J
Jhende
Guest
Hello all, first off I’d like to clarify that I was raised as a southern baptist, not catholic. My past with southern baptism led me to be very confused about my spirituality, as I felt it had a very aggressive approach with lots of frightening themes and an overall quite threatening nature, and I did not agree with a lot of what was said (I have not been to church in years, so I apologize if my terminology is incorrect or if I’m bad at explaining things). But recently I have felt a strong connection with the catholic faith. About two years ago I visited Italy, and while visiting many of the famous cathedrals I felt very drawn to them, like they were a place I would have belonged in a past life. This feeling was especially present in Assisi, everything was so beautiful and had such an aura of simplicity and purity that I felt extremely connected to it from the getgo.

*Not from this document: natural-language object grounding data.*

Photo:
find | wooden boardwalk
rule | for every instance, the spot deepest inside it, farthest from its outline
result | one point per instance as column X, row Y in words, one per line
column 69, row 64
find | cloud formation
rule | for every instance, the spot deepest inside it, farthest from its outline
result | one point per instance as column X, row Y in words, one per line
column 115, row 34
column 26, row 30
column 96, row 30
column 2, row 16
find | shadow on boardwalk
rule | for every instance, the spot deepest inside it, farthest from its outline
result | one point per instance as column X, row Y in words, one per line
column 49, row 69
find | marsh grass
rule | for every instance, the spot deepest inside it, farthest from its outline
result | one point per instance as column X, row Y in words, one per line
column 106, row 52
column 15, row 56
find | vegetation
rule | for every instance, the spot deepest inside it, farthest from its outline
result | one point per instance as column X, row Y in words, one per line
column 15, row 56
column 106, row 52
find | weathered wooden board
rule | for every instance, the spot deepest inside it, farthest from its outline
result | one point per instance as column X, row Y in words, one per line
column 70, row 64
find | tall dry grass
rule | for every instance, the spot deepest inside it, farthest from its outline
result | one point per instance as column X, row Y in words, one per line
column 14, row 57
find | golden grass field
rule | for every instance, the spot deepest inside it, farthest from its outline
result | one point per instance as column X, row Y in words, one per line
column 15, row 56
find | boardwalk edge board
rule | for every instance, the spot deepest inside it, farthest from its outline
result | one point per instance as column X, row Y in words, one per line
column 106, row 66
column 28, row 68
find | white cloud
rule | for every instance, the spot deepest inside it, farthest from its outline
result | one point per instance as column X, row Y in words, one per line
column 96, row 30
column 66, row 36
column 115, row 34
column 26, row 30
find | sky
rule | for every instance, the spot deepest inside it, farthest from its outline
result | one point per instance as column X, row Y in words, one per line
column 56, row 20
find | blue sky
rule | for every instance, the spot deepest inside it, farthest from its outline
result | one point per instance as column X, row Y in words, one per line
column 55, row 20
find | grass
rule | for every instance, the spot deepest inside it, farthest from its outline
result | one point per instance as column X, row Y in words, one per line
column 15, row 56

This isn’t what first sparked my fascination however, even when I classified myself as non-religious (still trying to find my path, through Catholicism or other means) I had always felt a connection to mother Mary. I knew of her through my past in the church, but as you probably know Christianity does not focus very much on her. I’m not sure if this is the answer, but I had a very difficult childhood that I’m still coming to terms with today, and I feel that maybe she has been protecting me during this time. I’m also a female, so I think it may be some sort of feminine connection as well. A few weeks ago I remember having a dream about her, although I don’t really remember what it was about, all I know is I woke up with her on my mind for at least a few days. I apologize if I didn’t word this very well, but does anyone know why I may be feeling this way? Could she have been watching over me all along? Any information is appreciated, thank you!